Пока что моя поездка в Минск особых результатов не имела. В Главном Управлении я сделал доклад о том, что там было. Книжник меня дополнил, причем разногласия между нами не было. Впрочем, ничего нам и не приходилось от этой поездки ожидать: уже то было хорошо, что пока в Минске ничего идущего в разрез с работой Главного Управления решено не было.
По возвращении моем из Минска мне пришлось еще принять участие в двух комиссиях – в Романовском Комитете по пересмотру его устава и в Министерстве внутренних дел в комиссии под председательством Лизогуба (до того выборного члена Гос. Совета, а позднее председателя Совета министров у гетмана Скоропадского) по пересмотру законоположений о подданстве. Почему в самый разгар войны и после революции потребовалось пересматривать эти законы, я так и не узнал. В комиссию эту я попал как представитель Кр. Креста, тоже неизвестно, зачем там понадобившийся.
Еще до поездки моей в Минск, не помню, кто предложил мне в Главном Управлении поехать в Данию и Норвегию ознакомиться там с положением дела военнопленных. Мысль эта меня заинтересовала, и вскоре я это предложение принял, причем решил взять с собой и семью, ибо оставлять их в Петрограде не хотелось, а положение в деревнях в России (я не говорю про лично наши имения и имения наших семей) всё ухудшалось. Начались переговоры, познакомился я с представителем Датского Красного Креста Филипсеном (впоследствии его фактическим руководителем), и начал хлопотать о разрешении семье выезда за границу и получении паспортов, также как о получении валюты. И, наконец, все это было готово, как и получение мест в поезде. Мне лично выдали очень быстро дипломатический паспорт, не было затруднений в получении паспортов и для семьи, требовалось только для них разрешение на выезд еще из Генштаба. Для ускорения этого я отправился в Штаб, где все мне сделали в четверть часа. В святое святых штаба, куда раньше никто не пропускался без особого разрешения и где везде сторожили жандармы, проходил теперь свободно, кто хотел. Везде ходили толпы солдат, среди которых как-то терялись чины штаба. Так как валюта выдавалась в то время лишь с разрешения Кредитной канцелярии, то я и обратился в нее через банк, и мне было разрешено переводить ежемесячно в Данию по 2.500 р. В мае, когда я получил это разрешение, за рубль давали одну датскую крону и 27 ёре (до войны он стоил 1 кр. 90).

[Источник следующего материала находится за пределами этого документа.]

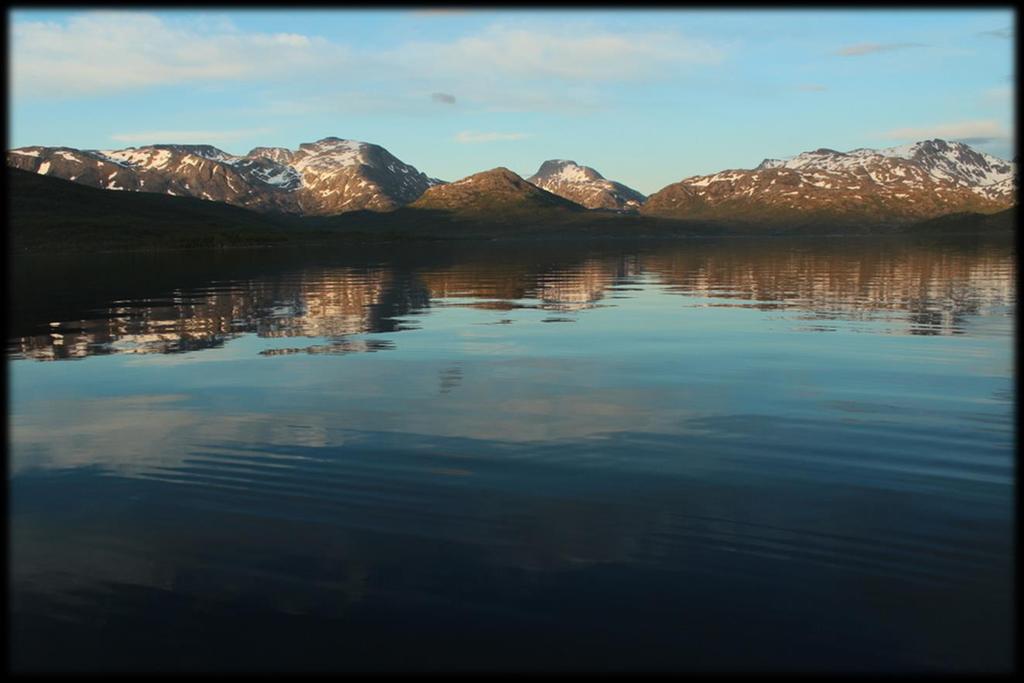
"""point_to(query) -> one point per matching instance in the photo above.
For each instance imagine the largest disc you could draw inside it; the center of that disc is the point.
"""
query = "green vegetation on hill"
(50, 214)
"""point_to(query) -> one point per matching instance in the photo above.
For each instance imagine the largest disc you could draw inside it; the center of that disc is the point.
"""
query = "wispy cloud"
(968, 131)
(502, 51)
(98, 52)
(473, 137)
(1006, 34)
(187, 136)
(870, 48)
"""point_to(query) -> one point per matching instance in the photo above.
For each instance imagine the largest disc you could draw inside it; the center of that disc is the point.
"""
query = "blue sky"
(646, 97)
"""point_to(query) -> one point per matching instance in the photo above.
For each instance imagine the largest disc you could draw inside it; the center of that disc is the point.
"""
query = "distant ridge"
(335, 175)
(585, 186)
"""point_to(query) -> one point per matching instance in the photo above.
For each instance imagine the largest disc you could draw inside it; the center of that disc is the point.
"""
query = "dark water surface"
(738, 455)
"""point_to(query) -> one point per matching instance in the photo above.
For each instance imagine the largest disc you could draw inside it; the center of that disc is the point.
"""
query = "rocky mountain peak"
(585, 186)
(499, 188)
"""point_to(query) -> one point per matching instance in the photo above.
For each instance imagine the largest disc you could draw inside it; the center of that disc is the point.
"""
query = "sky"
(645, 97)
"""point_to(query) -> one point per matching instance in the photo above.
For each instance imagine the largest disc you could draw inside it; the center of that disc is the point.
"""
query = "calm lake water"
(738, 454)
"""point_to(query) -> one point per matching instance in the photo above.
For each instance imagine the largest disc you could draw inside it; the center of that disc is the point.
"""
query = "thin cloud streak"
(473, 137)
(870, 48)
(187, 136)
(1006, 34)
(99, 52)
(973, 131)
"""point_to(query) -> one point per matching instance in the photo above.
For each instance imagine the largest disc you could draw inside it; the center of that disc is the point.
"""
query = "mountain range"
(332, 176)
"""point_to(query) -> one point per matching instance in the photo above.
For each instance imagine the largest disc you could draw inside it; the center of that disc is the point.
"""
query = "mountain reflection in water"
(389, 459)
(923, 290)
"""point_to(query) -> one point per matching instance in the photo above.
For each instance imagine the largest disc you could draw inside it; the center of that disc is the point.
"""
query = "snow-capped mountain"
(329, 176)
(585, 186)
(987, 175)
(918, 181)
(498, 190)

Наконец, места мне были даны тоже довольно легко по просьбе Кр. Креста. Так как разные дела задерживали меня все время в Петербурге, то мне не удалось съездить перед отъездом в Рамушево, и туда поехала моя жена. Конечно, в вагоне была большая теснота, но она забралась очень рано в поезд и заняла верхнее место. Впрочем, позднее, кроме нее, на верхней полке устроился еще один офицер, которого она только попросила снять шпоры, чтобы он не попал ими ей в лицо. Всего же в купе набралось 14 человек.

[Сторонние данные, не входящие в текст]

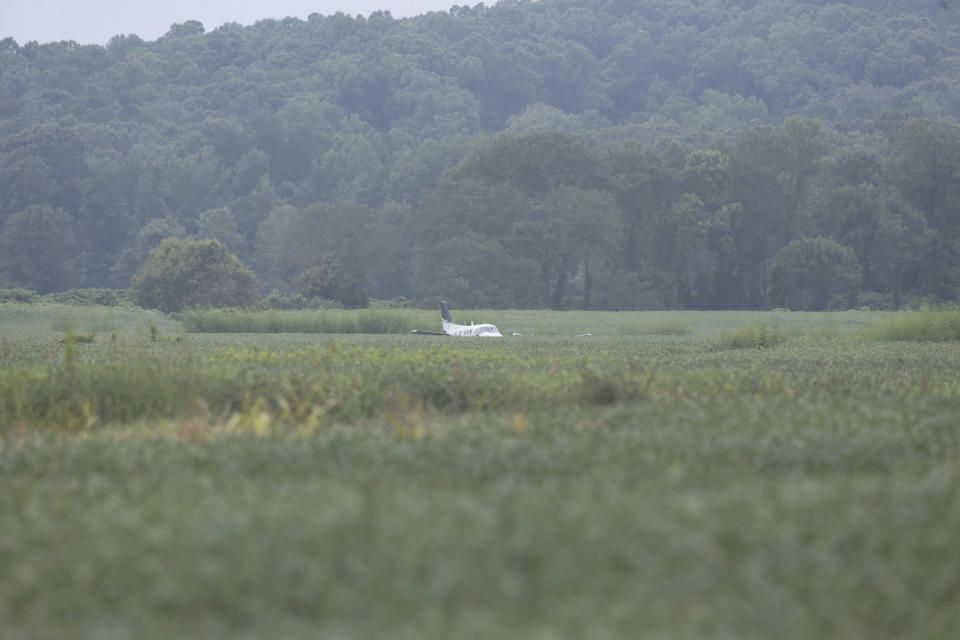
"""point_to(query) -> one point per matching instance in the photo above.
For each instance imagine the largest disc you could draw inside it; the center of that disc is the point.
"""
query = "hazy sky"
(96, 21)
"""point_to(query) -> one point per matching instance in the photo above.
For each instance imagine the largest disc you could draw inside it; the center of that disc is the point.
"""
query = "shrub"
(755, 336)
(18, 295)
(184, 273)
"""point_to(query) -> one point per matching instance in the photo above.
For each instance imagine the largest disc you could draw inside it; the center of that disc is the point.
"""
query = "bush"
(19, 295)
(755, 336)
(809, 272)
(184, 273)
(90, 297)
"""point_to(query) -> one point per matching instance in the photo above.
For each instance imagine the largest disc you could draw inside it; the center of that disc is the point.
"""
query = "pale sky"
(96, 21)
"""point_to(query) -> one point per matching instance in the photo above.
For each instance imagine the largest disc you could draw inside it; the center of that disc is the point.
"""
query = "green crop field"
(672, 475)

В Руссе по внешности еще мало что переменилось, а в Рамушеве так и совсем ничего. Прежним оставалось и отношение крестьян. Ни порубок, ни других захватов не было у нас. Политических разговоров у жены не было, кроме одного, когда один старый крестьянин спросил ее, возможно ли, чтобы страна долго оставалась без царя.
После этой поездки Рамушева ни жена, ни я больше не видели. Только изредка доходили потом до нас сведения оттуда. До осени 1918 года дом и лес оставались целыми. Вскоре после Октябрьской революции в Руссу увезли железный ящик с моей перепиской за 20 лет и копией мемуаров и записных книжек. Позднее копии мемуаров привез моей матери, живший тогда в Рамушеве офицер – инженер, укреплявший там позиции. Очевидно, что-то было в Рамушево возвращено. После 1918 года из дома была вывезена мебель, большая часть ее пошла в Руссу, в Советы, кое-что попало в Черенчицы в Волостное правление. Часть библиотеки пропала, но меньшая попала в Рамушевскую школу, а большая – в Руссу, в городскую библиотеку. К сожалению здесь много книг погибло – выдавались они бесплатно и без залога, и много книг растащили на цигарки солдаты, проходившие с фронта эшелоном (пишу это со слов библиотекарши этой библиотеки, приехавшей позднее в Париж). Впрочем, часть лучших книг была увезена из Рамушева еще осенью 1918 г. председателем волостного комитета, бывшим уголовным каторжником, который сперва свез в Петроград каталог библиотеки, а затем и отмеченные ему там ценные книги.